At the first regular January Term, 1939, Mecklenburg Superior Court, the defendant herein, Toy Day, was tried upon indictment charging him with the murder of one E. H. McQuay, which resulted in a conviction of murder in the first degree (with recommendation of mercy) and sentence of death as the law commands. From the judgment thus entered, the defendant gave notice of appeal to the Supreme Court and was allowed 30 days from 14 January, 1939, to make up and serve his statement of case on appeal, and the solicitor was given 15 days thereafter to prepare and file exceptions or countercase. The clerk certifies that “according to the records of my office no case on appeal was agreed upon and therefore was not perfected within the time allowed by the court nor within the 14 days before the call of the Fourteenth Judicial District.” Accompanying the clerk’s certificate is a letter addressed to him by counsel for defendant in which they say: “Since the trial of the case we have secured recommendations from eleven of the jurors, from the trial judge and from the solicitor of this district that the Governor of the State commute the sentence of death imposed upon the said defendant to life imprisonment. In view of these recommendations, which have been forwarded to Hon. Edwin Gill, Commissioner of Paroles, we have not prosecuted the appeal of the case to the Supreme Court, as we felt that the ends of justice would be properly met if commutation of this defendant’s sentence was effected.”
The time for serving statement of case has expired. S. v. Watson, 208 N. C., 70, 179 S. E., 455. No bond was required as the defendant was allowed to appeal in forma pauperis. S. v. Stafford, 203 N. C., 601, 166 S. E., 734.

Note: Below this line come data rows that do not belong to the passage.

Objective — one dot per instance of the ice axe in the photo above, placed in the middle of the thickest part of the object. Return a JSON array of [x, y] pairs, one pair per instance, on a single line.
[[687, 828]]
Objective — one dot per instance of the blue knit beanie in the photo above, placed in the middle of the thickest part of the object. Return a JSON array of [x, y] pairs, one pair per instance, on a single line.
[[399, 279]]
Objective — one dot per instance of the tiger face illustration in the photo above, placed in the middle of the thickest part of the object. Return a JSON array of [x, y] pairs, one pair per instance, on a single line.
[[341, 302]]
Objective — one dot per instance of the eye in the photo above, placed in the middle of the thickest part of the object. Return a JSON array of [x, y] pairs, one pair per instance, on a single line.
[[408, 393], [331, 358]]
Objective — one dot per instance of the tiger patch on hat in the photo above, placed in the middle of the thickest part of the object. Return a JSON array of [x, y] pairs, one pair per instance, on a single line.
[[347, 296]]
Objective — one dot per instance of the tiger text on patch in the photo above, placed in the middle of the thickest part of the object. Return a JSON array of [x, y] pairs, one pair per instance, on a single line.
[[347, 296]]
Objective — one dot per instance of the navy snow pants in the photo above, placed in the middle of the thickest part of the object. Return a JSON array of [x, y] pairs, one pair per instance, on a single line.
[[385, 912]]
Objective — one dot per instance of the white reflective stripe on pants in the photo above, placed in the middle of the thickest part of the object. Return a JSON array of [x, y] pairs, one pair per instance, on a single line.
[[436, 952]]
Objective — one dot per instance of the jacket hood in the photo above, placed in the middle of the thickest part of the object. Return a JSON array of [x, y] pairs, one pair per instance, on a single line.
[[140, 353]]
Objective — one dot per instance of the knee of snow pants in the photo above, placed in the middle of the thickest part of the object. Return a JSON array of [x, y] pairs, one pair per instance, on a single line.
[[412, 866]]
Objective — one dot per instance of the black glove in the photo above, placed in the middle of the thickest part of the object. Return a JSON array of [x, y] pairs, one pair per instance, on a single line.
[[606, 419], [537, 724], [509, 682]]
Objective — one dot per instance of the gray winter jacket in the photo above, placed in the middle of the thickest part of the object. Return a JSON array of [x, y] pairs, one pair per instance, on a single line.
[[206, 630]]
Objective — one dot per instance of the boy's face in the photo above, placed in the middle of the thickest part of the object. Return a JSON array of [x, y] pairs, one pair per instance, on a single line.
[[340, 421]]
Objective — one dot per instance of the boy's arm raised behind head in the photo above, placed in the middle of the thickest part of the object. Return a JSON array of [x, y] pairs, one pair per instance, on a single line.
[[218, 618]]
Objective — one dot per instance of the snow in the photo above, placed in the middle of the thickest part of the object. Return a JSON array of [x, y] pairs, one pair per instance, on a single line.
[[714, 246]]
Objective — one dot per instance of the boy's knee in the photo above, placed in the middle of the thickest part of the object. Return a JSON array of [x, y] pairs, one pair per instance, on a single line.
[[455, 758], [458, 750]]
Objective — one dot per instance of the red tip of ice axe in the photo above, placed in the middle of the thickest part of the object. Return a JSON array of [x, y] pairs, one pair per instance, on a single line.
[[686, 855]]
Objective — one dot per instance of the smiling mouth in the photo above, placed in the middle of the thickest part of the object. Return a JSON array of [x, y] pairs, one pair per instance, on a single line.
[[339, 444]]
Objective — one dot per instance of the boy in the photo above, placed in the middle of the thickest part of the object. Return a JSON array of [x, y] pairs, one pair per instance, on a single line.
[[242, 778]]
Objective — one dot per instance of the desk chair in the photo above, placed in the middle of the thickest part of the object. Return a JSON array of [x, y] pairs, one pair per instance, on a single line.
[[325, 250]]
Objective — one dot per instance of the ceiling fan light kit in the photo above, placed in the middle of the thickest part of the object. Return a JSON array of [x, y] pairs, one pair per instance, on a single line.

The jury’s voluntary recommendation of mercy was properly treated as surplusage. S. v. Stewart, 189 N. C., 340, 127 S. E., 260, and cases there cited. See S. v. Matthews, 191 N. C., 378, 131 S. E., 743.
As the record is free from apparent error, the motion of the Attorney-General to docket and dismiss the appeal under Rule 17 will be allowed. S. v. Stovall, 214 N. C., 695.
Judgment affirmed; appeal dismissed.